Practicing Resurrection B
Last week I sent off final proofs on some devotions for Upper Room’s Disciplines 2015. My chosen theme for the week following Easter next year is practicing resurrection. I won’t be sharing what I wrote for Upper Room here at my blog. (You’ll have to order a copy when it is ready.)
What I do want to share here in the coming weeks of Eastertide (50 days between Easter and Pentecost) is why I think churches and people wrestling with faith need new understandings about resurrection. Believing it literally is incompatible with our scientific view of the world. Spiritualizing it leaves the idea hollow and useless. Yet we are surrounded by things dying and dead, desperate for new life and renewed spirit. The big idea is that practicing resurrection is the most compelling way to move inside this central concept of Christian theology and faith.
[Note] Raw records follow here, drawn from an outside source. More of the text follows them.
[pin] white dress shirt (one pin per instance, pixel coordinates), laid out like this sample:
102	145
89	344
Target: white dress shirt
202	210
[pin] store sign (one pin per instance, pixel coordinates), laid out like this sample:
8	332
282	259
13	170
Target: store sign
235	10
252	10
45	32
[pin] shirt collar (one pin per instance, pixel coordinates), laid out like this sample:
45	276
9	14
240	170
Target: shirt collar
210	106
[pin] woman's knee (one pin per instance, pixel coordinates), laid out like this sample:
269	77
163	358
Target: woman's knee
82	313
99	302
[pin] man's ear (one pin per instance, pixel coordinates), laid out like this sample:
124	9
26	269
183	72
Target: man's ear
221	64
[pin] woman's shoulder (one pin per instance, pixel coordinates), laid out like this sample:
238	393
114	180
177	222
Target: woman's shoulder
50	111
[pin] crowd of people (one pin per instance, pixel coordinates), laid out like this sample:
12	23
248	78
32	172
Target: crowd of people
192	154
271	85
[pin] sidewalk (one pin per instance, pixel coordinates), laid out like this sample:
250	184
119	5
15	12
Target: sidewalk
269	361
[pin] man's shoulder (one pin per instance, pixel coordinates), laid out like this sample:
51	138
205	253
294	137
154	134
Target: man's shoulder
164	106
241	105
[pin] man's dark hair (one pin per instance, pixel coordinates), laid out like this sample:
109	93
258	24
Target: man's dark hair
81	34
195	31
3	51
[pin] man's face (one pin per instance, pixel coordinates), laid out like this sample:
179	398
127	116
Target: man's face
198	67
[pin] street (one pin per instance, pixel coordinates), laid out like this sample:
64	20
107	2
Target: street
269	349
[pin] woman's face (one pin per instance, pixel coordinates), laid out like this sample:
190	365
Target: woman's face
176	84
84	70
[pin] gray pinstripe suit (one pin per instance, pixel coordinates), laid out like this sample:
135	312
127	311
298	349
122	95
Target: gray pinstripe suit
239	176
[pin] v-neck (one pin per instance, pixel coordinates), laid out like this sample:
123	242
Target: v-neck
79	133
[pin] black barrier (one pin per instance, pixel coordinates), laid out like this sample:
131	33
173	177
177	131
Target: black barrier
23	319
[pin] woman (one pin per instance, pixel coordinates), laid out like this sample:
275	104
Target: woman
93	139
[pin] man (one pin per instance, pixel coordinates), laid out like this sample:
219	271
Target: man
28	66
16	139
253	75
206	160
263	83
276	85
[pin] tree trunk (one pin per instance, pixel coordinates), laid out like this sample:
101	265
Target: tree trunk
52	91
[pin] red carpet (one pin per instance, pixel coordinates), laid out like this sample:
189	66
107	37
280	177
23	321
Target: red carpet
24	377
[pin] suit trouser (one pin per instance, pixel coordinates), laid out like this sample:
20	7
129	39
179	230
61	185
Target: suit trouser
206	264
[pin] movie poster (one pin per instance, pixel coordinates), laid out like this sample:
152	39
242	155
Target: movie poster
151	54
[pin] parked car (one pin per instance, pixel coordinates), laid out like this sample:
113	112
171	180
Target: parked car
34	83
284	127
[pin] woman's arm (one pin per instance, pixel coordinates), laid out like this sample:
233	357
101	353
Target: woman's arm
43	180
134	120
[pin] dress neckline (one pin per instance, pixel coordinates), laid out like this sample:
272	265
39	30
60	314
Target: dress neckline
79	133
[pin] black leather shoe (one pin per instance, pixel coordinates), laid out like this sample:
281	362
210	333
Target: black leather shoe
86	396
I’ve got some things to learn, and I’m going at the theme in lots of ways: music, stories, photos, poetry, reviews, and of course the challenge of six-word stories.
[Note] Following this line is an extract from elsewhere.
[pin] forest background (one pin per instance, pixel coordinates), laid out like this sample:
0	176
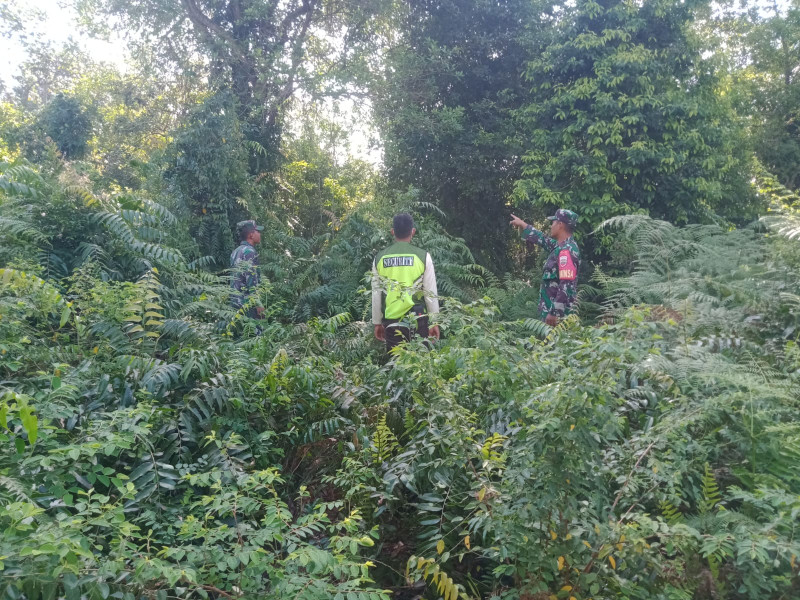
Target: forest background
157	444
Your thoughts and questions, ideas and struggles are welcome as we explore together!
1 thought on “Eastertide II”
May I suggest N.T. Wright’s Surprised by Hope: Rethinking Heaven, the Resurrection, and the Mission of the Church? I am reading this for Eastertide and am being quite challenged by it. I am not so ingrained (enamored?) with Enlightenment rationalism, that I find a literal resurrection (for both Jesus and humanity) incompatible with (my) scientific understanding.* So, maybe that’s why I find Wright’s argument for Jesus’ bodily resurrection compelling.
*Fantasy literature is my absolute favorite genre of fiction, so maybe that says enough about me to show why a bodily resurrection is not offensive to me.